I was implementing and testing answers to this SO question -
Given an array of integers find the number of all ordered pairs of elements in the array whose sum lies in a given range [a,b]
The answer with the most upvotes (currently) only provides a text description of an algorithm that should be O(NlogN):
Sort the array... . For each element x in the array: Consider the array slice after the element. Do a binary search on this array slice for [a - x], call it y0. If no exact match is found, consider the closest match bigger than [a - x] as y0. Output all elements (x, y) from y0 forwards as long as x + y <= b. ... If you only need to count the number of pairs, you can do it in O(nlogn).

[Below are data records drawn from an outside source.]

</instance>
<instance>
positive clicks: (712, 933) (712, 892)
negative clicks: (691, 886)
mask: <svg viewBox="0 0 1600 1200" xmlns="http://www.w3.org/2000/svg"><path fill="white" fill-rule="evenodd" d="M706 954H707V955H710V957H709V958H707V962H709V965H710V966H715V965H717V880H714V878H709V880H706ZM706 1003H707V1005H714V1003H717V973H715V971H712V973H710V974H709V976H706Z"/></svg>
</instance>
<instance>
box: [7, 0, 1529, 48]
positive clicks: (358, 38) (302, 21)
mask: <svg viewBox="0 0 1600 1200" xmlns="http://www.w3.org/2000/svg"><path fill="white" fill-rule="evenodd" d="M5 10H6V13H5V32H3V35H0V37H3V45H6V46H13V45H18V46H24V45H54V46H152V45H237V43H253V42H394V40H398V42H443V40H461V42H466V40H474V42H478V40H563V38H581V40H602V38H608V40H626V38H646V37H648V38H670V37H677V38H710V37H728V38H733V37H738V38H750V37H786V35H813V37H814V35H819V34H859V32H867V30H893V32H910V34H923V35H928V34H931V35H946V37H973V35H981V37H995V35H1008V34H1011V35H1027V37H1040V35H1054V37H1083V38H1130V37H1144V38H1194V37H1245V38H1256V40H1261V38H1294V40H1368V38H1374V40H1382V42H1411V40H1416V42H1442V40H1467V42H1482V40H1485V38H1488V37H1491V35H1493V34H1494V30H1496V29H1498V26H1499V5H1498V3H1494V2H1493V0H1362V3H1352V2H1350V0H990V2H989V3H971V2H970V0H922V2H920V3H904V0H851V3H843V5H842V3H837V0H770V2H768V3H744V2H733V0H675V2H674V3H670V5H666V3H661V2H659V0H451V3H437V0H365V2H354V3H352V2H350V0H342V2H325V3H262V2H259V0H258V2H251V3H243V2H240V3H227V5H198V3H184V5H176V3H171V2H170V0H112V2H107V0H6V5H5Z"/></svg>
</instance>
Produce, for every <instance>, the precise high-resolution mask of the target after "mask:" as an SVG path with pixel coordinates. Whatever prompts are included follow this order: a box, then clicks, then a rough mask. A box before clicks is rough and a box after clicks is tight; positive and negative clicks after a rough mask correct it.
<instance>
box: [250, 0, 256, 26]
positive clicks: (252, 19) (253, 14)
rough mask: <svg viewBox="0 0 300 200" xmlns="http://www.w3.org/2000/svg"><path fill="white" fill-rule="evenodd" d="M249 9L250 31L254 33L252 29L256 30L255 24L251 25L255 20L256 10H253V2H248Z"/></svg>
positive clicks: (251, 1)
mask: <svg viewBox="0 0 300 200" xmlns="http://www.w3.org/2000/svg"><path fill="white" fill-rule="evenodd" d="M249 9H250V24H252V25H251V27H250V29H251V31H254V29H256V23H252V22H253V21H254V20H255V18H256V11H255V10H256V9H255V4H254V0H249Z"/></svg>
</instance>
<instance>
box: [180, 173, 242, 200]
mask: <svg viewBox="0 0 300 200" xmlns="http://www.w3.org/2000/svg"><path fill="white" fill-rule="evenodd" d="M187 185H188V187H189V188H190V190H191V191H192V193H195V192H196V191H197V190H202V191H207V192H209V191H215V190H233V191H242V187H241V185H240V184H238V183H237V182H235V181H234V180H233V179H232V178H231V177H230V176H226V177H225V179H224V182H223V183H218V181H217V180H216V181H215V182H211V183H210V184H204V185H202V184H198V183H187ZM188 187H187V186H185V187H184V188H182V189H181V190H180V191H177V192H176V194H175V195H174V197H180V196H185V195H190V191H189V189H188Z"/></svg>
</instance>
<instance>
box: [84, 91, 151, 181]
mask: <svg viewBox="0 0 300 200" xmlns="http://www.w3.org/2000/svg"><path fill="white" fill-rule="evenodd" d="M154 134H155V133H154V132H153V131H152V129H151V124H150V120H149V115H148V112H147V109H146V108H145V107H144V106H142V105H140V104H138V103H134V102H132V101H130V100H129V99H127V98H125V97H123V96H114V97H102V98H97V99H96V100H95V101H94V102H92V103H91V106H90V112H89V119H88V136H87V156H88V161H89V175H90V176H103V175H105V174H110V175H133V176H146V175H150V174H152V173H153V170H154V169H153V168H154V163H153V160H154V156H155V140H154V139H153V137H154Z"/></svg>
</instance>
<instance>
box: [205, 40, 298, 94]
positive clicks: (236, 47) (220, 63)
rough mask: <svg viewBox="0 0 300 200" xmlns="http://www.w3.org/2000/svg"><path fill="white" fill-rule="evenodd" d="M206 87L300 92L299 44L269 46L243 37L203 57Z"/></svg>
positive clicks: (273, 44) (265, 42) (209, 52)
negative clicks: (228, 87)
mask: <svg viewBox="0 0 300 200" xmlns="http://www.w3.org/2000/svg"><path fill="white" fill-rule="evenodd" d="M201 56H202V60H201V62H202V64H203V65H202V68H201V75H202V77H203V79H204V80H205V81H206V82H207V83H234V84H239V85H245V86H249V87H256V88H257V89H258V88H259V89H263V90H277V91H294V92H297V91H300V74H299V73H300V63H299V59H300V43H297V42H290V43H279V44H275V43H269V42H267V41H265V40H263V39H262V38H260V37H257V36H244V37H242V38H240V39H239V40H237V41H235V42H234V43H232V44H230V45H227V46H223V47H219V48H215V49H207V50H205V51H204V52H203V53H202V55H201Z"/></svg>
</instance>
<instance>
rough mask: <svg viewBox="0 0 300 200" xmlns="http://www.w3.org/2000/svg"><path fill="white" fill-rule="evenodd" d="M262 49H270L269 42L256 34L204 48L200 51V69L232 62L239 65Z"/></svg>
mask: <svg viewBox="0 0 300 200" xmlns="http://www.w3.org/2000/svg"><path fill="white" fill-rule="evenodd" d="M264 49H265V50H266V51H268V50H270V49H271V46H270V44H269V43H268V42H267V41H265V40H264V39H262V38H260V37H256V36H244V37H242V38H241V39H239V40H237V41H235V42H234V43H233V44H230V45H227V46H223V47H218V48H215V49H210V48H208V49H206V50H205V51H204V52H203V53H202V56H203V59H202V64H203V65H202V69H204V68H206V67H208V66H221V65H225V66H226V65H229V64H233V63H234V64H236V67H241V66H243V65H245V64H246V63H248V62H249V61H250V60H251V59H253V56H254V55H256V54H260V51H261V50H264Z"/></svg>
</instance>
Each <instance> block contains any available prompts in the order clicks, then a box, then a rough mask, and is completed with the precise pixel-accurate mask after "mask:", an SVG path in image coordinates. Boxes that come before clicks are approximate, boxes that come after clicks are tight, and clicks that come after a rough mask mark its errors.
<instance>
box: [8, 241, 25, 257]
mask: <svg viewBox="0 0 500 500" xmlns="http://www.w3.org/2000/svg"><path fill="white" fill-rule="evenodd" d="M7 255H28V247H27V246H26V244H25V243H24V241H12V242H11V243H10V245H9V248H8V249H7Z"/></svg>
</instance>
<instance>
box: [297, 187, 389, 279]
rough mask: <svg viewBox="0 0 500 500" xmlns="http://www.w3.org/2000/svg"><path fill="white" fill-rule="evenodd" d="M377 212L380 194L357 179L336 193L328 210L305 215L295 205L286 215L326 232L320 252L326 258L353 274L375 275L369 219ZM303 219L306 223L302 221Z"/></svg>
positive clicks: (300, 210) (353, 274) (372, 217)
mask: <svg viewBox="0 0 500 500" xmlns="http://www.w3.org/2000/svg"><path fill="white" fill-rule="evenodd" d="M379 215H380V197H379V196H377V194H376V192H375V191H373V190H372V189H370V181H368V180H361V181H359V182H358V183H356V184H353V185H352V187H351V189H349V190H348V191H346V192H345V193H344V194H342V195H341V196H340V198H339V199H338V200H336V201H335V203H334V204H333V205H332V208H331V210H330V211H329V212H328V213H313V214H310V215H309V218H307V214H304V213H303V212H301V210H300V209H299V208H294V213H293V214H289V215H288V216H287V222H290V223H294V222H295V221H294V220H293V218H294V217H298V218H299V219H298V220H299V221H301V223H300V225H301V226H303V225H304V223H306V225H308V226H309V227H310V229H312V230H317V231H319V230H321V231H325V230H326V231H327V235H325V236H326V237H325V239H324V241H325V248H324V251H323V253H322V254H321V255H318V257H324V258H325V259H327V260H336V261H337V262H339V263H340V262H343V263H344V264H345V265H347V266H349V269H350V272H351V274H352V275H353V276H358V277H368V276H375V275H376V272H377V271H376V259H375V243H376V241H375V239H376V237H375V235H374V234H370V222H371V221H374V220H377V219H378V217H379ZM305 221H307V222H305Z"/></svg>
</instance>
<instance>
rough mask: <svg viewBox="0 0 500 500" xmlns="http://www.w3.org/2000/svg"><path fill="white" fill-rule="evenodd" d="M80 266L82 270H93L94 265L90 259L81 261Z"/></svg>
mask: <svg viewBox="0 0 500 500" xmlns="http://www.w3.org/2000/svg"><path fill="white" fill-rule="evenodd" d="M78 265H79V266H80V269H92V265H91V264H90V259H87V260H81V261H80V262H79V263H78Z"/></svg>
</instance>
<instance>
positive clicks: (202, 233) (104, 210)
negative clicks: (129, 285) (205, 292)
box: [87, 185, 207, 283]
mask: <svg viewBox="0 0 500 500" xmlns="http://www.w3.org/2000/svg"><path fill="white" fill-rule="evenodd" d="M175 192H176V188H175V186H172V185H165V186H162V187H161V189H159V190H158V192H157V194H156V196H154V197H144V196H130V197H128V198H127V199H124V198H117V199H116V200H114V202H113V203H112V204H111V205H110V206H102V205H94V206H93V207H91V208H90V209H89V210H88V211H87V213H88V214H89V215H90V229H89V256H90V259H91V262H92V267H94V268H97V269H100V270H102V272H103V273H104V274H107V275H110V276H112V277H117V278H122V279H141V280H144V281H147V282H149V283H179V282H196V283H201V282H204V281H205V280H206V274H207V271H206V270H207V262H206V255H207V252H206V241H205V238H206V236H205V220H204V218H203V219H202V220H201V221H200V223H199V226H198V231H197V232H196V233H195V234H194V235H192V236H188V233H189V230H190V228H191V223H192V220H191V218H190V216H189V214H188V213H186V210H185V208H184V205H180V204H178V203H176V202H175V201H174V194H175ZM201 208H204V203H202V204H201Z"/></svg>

Modify the above algorithm so [b - x] (or the next smaller element) is also searched for.
My implementation:
import bisect
def ani(arr, a, b):
# Sort the array (say in increasing order).
arr.sort()
count = 0
for ndx, x in enumerate(arr):
# Consider the array slice after the element
after = arr[ndx+1:]
# Do a binary search on this array slice for [a - x], call it y0
lower = a - x
y0 = bisect.bisect_left(after, lower)
# If you only need to count the number of pairs
# Modify the ... algorithm so [b - x] ... is also searched for
upper = b - x
y1 = bisect.bisect_right(after, upper)
count += y1 - y0
return count
When I plot Time versus N or some function of N I am seeing an exponential or N^2 response.
# generate timings
T = list() # run-times
N = range(100, 10001, 100) # N
arr = [random.randint(-10, 10) for _ in xrange(1000000)]
print 'start'
start = time.time()
for n in N:
arr1 = arr[:n]
t = Timer('ani(arr1, 5, 16)', 'from __main__ import arr1, ani')
timing_loops = 100
T.append(t.timeit(timing_loops) / timing_loops)
Is my implementation incorrect or is the author's claim incorrect?
Here are some plots of the data.
T vs N
T / NlogN vs N - one commenter thought this should NOT produce a linear plot - but it does.
T vs NlogN - I thought this should be linear if the complexity is NlogN but it is not.